While he was still speaking, people came from the synagogue leader’s house saying, “Your daughter has died. Why trouble the teacher any longer?” But Jesus, paying no attention to what was said, told the synagogue leader, “Do not be afraid; just believe.” He did not let anyone follow him except Peter, James, and John, the brother of James. They came to the house of the synagogue leader where he saw noisy confusion and people weeping and wailing loudly. When he entered he said to them, “Why are you distressed and weeping? The child is not dead but asleep!” And they began making fun of him. But he forced them all outside, and he took the child’s father and mother and his own companions and went into the room where the child was. Then, gently taking the child by the hand, he said to her, “Talitha koum,” which means, “Little girl, I say to you, get up.” The girl got up at once and began to walk around (she was twelve years old). They were completely astonished at this. He strictly ordered that no one should know about this, and told them to give her something to eat. (Mark 5:21-43, New English Version)

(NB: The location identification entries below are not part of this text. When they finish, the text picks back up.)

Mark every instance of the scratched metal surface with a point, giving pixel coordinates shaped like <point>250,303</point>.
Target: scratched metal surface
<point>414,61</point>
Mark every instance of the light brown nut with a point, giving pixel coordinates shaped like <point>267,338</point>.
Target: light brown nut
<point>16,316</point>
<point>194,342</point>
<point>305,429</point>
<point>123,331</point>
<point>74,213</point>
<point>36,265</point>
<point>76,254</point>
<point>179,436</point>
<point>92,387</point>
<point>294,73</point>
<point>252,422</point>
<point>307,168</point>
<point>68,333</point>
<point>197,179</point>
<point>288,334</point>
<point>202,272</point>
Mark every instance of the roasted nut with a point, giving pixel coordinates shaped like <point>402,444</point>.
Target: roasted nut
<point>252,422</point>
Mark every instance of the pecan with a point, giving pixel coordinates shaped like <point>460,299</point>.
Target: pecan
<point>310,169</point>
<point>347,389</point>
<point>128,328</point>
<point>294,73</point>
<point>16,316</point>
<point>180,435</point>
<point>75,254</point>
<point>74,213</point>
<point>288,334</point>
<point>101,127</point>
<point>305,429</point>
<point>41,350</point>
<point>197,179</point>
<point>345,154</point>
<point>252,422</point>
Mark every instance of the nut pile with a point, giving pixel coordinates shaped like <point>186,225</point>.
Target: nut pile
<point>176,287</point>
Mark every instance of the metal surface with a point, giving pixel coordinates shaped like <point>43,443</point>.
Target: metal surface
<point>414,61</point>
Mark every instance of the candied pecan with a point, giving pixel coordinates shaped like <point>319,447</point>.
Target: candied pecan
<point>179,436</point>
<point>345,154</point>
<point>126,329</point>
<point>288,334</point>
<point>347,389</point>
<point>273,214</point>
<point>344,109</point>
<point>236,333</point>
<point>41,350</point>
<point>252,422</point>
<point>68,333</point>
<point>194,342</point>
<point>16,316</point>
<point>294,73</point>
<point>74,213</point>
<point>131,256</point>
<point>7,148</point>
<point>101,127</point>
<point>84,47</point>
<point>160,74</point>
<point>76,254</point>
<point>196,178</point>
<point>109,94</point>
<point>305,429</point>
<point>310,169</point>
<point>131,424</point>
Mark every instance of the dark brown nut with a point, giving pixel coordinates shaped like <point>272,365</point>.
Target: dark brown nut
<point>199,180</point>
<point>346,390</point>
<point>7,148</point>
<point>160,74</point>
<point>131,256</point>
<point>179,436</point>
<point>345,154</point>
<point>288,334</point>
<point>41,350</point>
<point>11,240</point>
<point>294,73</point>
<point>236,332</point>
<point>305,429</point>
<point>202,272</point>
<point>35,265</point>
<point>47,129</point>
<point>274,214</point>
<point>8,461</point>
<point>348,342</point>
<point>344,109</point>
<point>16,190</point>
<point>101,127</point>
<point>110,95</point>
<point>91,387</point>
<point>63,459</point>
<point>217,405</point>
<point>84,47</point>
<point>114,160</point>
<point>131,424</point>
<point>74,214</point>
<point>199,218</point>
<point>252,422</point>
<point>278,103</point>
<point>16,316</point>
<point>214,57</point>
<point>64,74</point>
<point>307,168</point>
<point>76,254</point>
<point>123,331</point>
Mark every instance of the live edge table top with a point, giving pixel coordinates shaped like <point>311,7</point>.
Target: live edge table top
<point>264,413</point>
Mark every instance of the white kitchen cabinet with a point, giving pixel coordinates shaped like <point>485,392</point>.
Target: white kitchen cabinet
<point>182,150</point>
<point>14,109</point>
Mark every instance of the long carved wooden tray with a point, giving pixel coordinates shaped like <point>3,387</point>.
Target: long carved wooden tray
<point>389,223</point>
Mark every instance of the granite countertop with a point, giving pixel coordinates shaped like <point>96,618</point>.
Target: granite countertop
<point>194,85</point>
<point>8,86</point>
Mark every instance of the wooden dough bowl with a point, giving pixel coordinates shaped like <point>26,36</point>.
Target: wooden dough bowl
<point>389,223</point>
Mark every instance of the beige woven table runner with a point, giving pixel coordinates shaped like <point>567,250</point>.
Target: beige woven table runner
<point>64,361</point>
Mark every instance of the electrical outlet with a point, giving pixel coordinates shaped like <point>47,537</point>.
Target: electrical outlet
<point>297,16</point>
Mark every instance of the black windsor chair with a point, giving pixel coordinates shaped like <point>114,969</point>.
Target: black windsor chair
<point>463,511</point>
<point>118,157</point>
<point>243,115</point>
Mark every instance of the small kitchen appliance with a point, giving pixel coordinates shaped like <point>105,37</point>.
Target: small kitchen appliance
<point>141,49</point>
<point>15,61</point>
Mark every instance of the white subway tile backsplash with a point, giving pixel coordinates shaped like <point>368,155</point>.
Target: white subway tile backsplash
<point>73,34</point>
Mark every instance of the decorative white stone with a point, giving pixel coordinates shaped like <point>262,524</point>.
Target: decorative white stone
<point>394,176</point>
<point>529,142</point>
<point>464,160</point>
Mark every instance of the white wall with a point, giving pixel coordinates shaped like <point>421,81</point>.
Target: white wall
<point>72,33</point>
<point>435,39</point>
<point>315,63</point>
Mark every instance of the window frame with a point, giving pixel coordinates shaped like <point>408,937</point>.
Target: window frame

One of the consequences of choosing to preach a summer sermon series on King David is that I have had to forego preaching on stunning scripture passages that would likely have been sermons if I were choosing a scripture reading each week. The Gospel passage from June 30th, Mark 5:21-43 is one such passage, the account of the raising of Jairus’ daughter and of the woman with the 12-year flow of blood. This is a compelling and beautiful healing account: a woman healed who has been bleeding for as long as the sick girl has been alive; Jesus stopping and listening to a bankrupted, desperate woman explain her story while powerful and prestigious Jairus is trying to hurry Jesus to his ailing daughter in time; Jesus ordering the amazed parents who have just witnessed their dead daughter come back to life to give the girl something eat.
A favorite commentator, Debie Thomas, wrote this short piece on Mark 5:21-43 that is both a deep dive into this Bible passage and a short memoir of her own healing moment. I hope that you find both the Gospel and the attached commentary illuminating and inspiring.
In peace,
Jen+
P.S. You can find collections of short essays by Debie Thomas and others on the Bible passages we hear in church each week on the webzine Journey with Jesus https://www.journeywithjesus.net/.
When Daughters Go in Peace
By Debie Thomas
Published 24 June 2018 on Journey with Jesus webzine
https://www.journeywithjesus.net/essays/1821-when-daughters-go-in-peace
There aren’t many Bible verses that bring tears to my eyes as quickly as the one that lies at the heart of this week’s Gospel reading: “But the woman, knowing what had happened to her, came in fear and trembling, fell down before Jesus, and told him the whole truth.”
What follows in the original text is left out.